POST trades at a forward P/E of 17.08, a P/B of 2.00, and a P/S of 1.09, compared to a forward P/E of 7.58, a P/B of 1.12, and a P/S of 1.10 for ATH. POST is the cheaper of the two stocks on sales basis but is expensive in terms of P/E and P/B ratio. Given that earnings are what matter most to investors, analysts tend to place a greater weight on the P/E.
Analyst Price Targets and Opinions
A cheap stock is not necessarily a value stock. Most of the time, a stock is cheap for good reason. A stock only has value if the current price is substantially below the price at which it should trade in the future. POST is currently priced at a -3.53% to its one-year price target of 97.00. Comparatively, ATH is -17.16% relative to its price target of 59.43. This suggests that ATH is the better investment over the next year.

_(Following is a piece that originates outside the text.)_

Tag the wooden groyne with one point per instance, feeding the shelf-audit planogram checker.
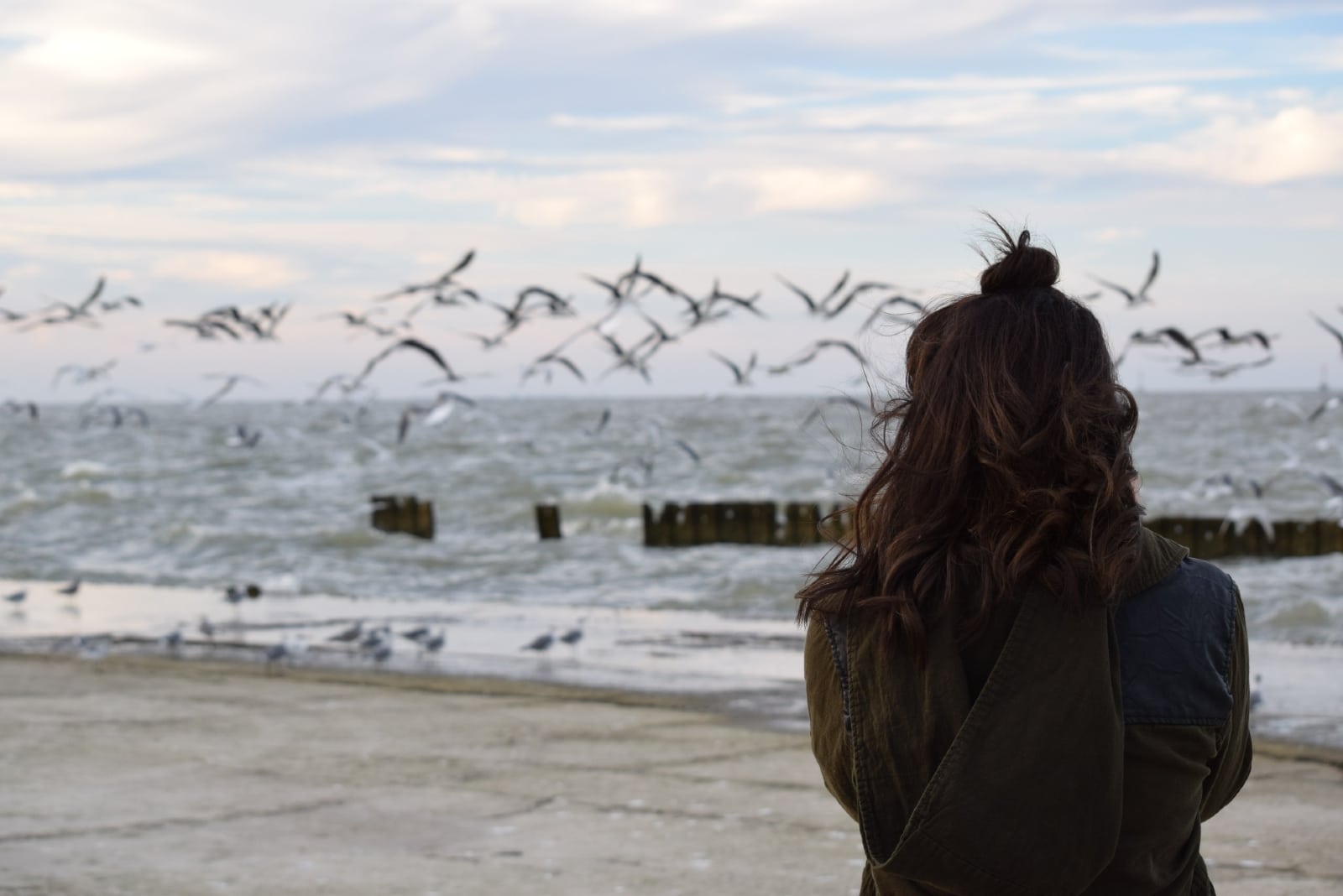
(1210, 538)
(403, 514)
(760, 522)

Insider Activity and Investor Sentiment
Short interest, or the percentage of a stock’s tradable shares currently being shorted, is another metric investors use to get a pulse on sentiment. POST has a short ratio of 12.61 compared to a short interest of 2.38 for ATH. This implies that the market is currently less bearish on the outlook for ATH.Summary
Athene Holding Ltd. (NYSE:ATH) beats Post Holdings, Inc. (NYSE:POST) on a total of 7 of the 14 factors compared between the two stocks. ATH is growing fastly, generates a higher return on investment and has lower financial risk. In terms of valuation, ATH is the cheaper of the two stocks on an earnings and book value, ATH is more undervalued relative to its price target. Finally, ATH has better sentiment signals based on short interest.